Flushed with pride after a spectacular showing at the costliest Olympics ever, Russia celebrated 17 days of sport-driven global unity on Sunday night with a farewell show that hands off the Winter Games to their next host, Pyeongchang in South Korea.
International Olympic Committee President Thomas Bach brought the Sochi Winter Games to a close:
There is no higher compliment than to say on behalf of all participants and on behalf of all of my fellow Olympic athletes – these were the athletes’ Games.
Russia’s first Winter Games ended with the host nation on top of the medals table. Canada was fourth with 25 medals, one shy of the total from four years ago in Vancouver.
Canadian gold medalist bobsledders Kaillie Humphries and Heather Moyse will carry the Canadian flag in the athletes’ parade.
Oh Canada! Getting ready to walk out!!! pic.twitter.com/De3uzkfZpN
— Kaillie Humphries (@BobsledKaillie) February 23, 2014
There was much speculation that speedskater Gilmore Junio would get the honour, but the bobsledders’ surprise medal (they were likely to get silver until the U.S. team bumbled their run) was enough to earn them the nod. They were defending the medal from Vancouver.

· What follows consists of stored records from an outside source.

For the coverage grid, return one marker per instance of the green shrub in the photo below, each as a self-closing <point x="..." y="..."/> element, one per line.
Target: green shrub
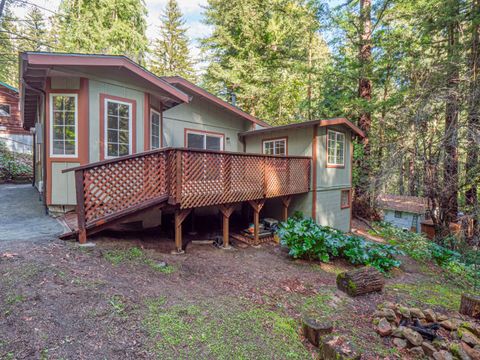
<point x="305" y="239"/>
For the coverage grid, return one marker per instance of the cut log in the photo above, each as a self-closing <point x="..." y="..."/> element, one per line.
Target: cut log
<point x="361" y="281"/>
<point x="470" y="305"/>
<point x="313" y="330"/>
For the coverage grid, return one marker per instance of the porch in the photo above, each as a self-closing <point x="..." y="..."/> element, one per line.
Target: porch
<point x="181" y="179"/>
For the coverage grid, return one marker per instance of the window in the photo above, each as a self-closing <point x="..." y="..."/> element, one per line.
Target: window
<point x="63" y="125"/>
<point x="155" y="129"/>
<point x="275" y="147"/>
<point x="345" y="199"/>
<point x="4" y="109"/>
<point x="204" y="141"/>
<point x="335" y="149"/>
<point x="118" y="128"/>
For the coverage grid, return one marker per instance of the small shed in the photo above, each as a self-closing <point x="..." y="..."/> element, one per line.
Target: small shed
<point x="405" y="212"/>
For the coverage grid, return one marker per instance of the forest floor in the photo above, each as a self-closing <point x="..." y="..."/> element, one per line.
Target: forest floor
<point x="116" y="300"/>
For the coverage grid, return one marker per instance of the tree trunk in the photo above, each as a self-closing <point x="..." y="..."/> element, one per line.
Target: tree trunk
<point x="450" y="168"/>
<point x="363" y="201"/>
<point x="470" y="305"/>
<point x="473" y="126"/>
<point x="361" y="281"/>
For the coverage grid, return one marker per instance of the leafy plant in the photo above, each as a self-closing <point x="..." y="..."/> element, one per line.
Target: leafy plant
<point x="305" y="239"/>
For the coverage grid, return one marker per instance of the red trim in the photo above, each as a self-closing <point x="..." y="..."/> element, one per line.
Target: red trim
<point x="82" y="136"/>
<point x="216" y="100"/>
<point x="49" y="59"/>
<point x="349" y="199"/>
<point x="314" y="172"/>
<point x="104" y="97"/>
<point x="326" y="148"/>
<point x="277" y="138"/>
<point x="186" y="130"/>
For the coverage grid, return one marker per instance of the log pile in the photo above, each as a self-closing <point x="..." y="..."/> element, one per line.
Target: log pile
<point x="361" y="281"/>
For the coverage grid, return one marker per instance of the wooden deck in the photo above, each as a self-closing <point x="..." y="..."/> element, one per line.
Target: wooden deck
<point x="183" y="178"/>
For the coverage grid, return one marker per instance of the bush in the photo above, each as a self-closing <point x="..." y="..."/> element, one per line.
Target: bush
<point x="305" y="239"/>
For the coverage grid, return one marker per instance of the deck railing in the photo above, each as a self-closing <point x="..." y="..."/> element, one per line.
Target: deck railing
<point x="186" y="178"/>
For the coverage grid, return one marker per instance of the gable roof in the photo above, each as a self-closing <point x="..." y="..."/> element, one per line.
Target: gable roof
<point x="8" y="86"/>
<point x="411" y="204"/>
<point x="322" y="122"/>
<point x="191" y="87"/>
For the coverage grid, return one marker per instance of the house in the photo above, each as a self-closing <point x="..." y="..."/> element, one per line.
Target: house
<point x="115" y="141"/>
<point x="11" y="131"/>
<point x="405" y="212"/>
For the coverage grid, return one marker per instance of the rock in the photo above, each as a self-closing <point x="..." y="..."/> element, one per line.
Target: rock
<point x="417" y="313"/>
<point x="384" y="328"/>
<point x="430" y="315"/>
<point x="468" y="338"/>
<point x="413" y="337"/>
<point x="313" y="330"/>
<point x="449" y="325"/>
<point x="400" y="343"/>
<point x="459" y="352"/>
<point x="337" y="348"/>
<point x="398" y="332"/>
<point x="473" y="353"/>
<point x="442" y="355"/>
<point x="403" y="311"/>
<point x="416" y="352"/>
<point x="428" y="348"/>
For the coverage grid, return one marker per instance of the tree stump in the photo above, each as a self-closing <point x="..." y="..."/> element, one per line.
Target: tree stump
<point x="470" y="305"/>
<point x="361" y="281"/>
<point x="313" y="330"/>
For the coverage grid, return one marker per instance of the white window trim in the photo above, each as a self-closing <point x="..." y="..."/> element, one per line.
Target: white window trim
<point x="9" y="110"/>
<point x="273" y="141"/>
<point x="52" y="155"/>
<point x="205" y="134"/>
<point x="153" y="111"/>
<point x="105" y="119"/>
<point x="344" y="146"/>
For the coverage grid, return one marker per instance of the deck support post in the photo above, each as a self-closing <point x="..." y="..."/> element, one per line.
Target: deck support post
<point x="180" y="216"/>
<point x="257" y="206"/>
<point x="226" y="210"/>
<point x="286" y="203"/>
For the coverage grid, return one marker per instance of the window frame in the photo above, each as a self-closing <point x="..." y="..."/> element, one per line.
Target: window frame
<point x="349" y="198"/>
<point x="205" y="133"/>
<point x="106" y="100"/>
<point x="160" y="126"/>
<point x="283" y="138"/>
<point x="336" y="165"/>
<point x="9" y="109"/>
<point x="52" y="155"/>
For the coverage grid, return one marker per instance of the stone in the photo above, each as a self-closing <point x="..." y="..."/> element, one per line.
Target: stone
<point x="337" y="348"/>
<point x="469" y="338"/>
<point x="449" y="325"/>
<point x="413" y="337"/>
<point x="416" y="352"/>
<point x="442" y="355"/>
<point x="398" y="332"/>
<point x="400" y="343"/>
<point x="428" y="348"/>
<point x="417" y="313"/>
<point x="384" y="328"/>
<point x="430" y="315"/>
<point x="403" y="311"/>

- See the ceremony from the eyes of Canada’s athletes
— Eric Reguly (@ereguly) February 23, 2014
In a charming touch, the Sochi organizers used the ceremony to make a joke at their own expense. Dancers in shimmering silver costumes formed themselves into four rings and a clump in the centre of the stadium. That was a wink to a technical glitch in the Feb. 7 opening ceremony, when one of the five Olympic rings in a wintry opening scene failed to open. The rings were supposed to join together and erupt in fireworks.
This time, it worked: As Russian President Vladimir Putin watched from the stands, the dancers in the clump waited a few seconds and then formed a ring of their own, making five, drawing laughs from the crowd.
Sochi was Putin’s Games
The 2014 Winter Games came and went without a single iconic name or moment – unless you count Vladimir Putin. As Eric Reguly writes,
The face of the Sochi Games is Russian President Vladimir Putin. These were very much his Games, his way of proving to the world that Russia, a clapped out wreck of a state only a decade ago, could pull off a competent, glitch-free competition.
A nod to South Korea
The event featured a symbolic handover of the Olympic flag to Pyeongchang, South Korea, the host of the 2018 Games.